American pencil making began in the early years of the 1800s when, it is believed, a Medford woman constructed the first American pencils by removing the pith of alder twigs with a knitting needle and filling them with a mixture of arabic glue and graphite. The first to construct pencils for New England trade was a young Concordian named David Hubbard, but according to Actonian Horace Hosmer, the pencils "were of little value, and but few of them were manufactured."
In 1812, another Concordian, David Munroe, created a better product by mixing the lead, or plumbago, with an adhesive substance, and spreading the soft paste into grooves cut into a cedar casing, leaving them to dry. The slabs were then sealed with a thin cedar veneer, and the individual pencils were cut from the slab, each slab generating four to ten pencils. Munroe's pencil factory was located along Concord's Mill Dam.
Munroe hired the journeyman and cabinet maker, Ebenezer Wood, to help him operate the two-man saw used to cut slab and veneers from cedar logs. Wood showed a talent for inventing, and was able to mechanize the production of pencils in Munroe's factory and to develop the techniques which allowed Munroe to automate and thereby increase production for the Boston market.
Henry David Thoreau, Wood's contemporary and a fellow pencil maker, was initiated into the trade by his father, John Thoreau. John Thoreau's brother-in-law, Charles Dunbar, had discovered a deposit of high quality plumbago in Bristol, New Hampshire, and set up the business, Dunbar and Stow. Dunbar mined plumbago in large quantities, and wishing to expand the business, invited John Thoreau to join him in 1823. The partnership eventually disbanded, and the firm was re-named John Thoreau & Company. Thoreau & Co. produced pencils of sufficient quality to be sold in the Boston market.
Thoreau and Munroe became fierce competitors, and since both firms had their plumbago ground at Ebenezer Wood's mill, Munroe attempted to convince Wood not to continue grinding Thoreau's material. However, because Thoreau's business was larger and more lucrative for Wood, it was Munroe's plumbago grinding which was eventually curtailed.
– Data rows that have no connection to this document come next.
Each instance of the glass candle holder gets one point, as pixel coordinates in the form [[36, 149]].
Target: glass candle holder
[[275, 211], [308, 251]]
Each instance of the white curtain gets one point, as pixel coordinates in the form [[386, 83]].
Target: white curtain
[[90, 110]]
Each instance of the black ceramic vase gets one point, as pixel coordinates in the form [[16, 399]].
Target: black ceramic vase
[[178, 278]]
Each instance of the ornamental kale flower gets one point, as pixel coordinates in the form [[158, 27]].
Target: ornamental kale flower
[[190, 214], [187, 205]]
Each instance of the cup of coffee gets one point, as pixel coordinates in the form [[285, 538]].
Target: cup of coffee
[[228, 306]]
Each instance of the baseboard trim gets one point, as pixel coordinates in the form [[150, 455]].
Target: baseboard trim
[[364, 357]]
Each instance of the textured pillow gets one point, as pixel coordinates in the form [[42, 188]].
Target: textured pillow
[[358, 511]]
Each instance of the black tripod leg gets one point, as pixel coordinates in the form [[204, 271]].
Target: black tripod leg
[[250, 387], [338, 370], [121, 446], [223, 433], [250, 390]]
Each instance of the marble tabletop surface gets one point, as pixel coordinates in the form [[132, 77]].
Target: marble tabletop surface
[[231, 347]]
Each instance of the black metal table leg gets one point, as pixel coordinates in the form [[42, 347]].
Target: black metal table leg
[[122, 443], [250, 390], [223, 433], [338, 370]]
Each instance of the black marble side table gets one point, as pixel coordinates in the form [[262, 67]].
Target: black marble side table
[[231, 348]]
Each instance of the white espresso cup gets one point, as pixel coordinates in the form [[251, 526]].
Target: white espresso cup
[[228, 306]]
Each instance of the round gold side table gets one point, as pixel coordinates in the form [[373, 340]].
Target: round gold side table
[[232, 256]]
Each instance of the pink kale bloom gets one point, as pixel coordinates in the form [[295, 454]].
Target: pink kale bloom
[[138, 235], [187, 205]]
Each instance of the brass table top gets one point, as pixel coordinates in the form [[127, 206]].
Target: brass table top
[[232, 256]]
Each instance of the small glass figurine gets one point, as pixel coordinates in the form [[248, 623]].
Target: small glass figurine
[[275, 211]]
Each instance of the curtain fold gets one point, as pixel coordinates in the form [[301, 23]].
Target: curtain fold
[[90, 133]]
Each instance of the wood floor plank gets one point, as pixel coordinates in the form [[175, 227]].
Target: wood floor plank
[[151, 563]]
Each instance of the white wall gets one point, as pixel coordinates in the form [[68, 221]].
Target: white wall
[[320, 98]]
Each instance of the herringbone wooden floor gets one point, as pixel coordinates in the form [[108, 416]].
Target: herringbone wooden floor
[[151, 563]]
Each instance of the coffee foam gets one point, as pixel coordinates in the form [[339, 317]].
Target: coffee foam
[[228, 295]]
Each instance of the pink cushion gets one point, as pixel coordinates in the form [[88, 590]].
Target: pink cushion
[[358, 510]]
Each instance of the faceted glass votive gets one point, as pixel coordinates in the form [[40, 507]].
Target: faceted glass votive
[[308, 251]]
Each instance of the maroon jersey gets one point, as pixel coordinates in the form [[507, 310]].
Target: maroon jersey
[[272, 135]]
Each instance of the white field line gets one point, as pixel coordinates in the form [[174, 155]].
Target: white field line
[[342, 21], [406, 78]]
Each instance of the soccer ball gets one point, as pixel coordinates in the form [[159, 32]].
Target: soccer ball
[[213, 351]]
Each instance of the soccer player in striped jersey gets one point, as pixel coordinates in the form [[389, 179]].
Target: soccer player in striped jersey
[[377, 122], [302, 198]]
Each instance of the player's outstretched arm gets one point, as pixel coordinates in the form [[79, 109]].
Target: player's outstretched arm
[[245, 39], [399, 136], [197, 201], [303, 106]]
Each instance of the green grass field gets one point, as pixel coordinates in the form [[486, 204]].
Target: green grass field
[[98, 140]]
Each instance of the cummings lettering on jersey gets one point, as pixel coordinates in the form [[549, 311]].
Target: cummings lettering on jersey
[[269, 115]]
All of the early pencil makers attempted to replicate the refined techniques of the Europeans, especially that of the Frenchman, Nicolas-Jacques Conté, who invented a process for producing high quality pencils in 1795. Secrecy prevailed among the American pencil makers as each experimented with different techniques and mixtures.
Ebenezer Wood (1792-1880)
Ebenezer Wood was a cabinet maker, inventor, Mason, veteran of the War of 1812, and a gentleman. In 1835 he was Acton's town moderator. The 1800s witnessed a national boom in pencils because of new construction techniques that were developed in Concord and Acton, and Ebenezer Wood played a key role in this technological development. Pencil making was the high-tech business of the day.
Ebenezer Wood's Improvements in Pencil Production
Munroe's early methods were slow and painstaking, so he hired Wood to develop mechanized ways of automating pencil production. According to Wood's contemporary, Acton's Horace Hosmer, Ebenezer Wood "stands in the very front rank of American pencil makers." Wood set up the first circular saw used in the production of pencils which, Hosmer writes, "was a great curiosity for a long time." Using the principle of the circular saw, Wood was able to cut six grooves at a time in a rapid fashion, and he also invented a molding and trimming machine and a wedge press that could glue 12 gross of pencils at a time, significantly boosting production. According to Hosmer, Ebenezer Wood "was an inventor of high order, and his hand and brain largely helped to make Munroe's fortune."
Ebenezer Wood constructed the first hexagon and octagon shaped cases for pencils, and thus is the inventor of the modern style of pencil that we have today. Rather than glue a thin veneer onto the slab, Wood glued two four-sided shafts together to make his pencils.
However, rather than patent his inventions and techniques, Wood shared them freely with all who sought his help, and at least one such machine was built by the New York company, Eberhardt Faber, which would soon become a leader in pencil production.
Wood became known for his high quality plumbago (or lead), which he ground with a millstone, harnessing Nashoba Brook as his power source. Such was the quality of the plumbago that Mrs. John Thoreau would purchase all her plumbago from him for their own pencil factory in Concord. The Thoreaus' process of making pencil lead was highly secretive, and the mixture of graphite mineral and clay was burnt to harden instead of being air dried, as was Munroe's technique.
While little is known of Ebenezer Wood's life, Hosmer characterized Wood as a gentleman who appreciated letters, writing that even when Wood was 80 years old he would commit to memory " long poetical articles which he found in magazines and newspapers." At one point in his career, Hosmer even rented Wood's factory.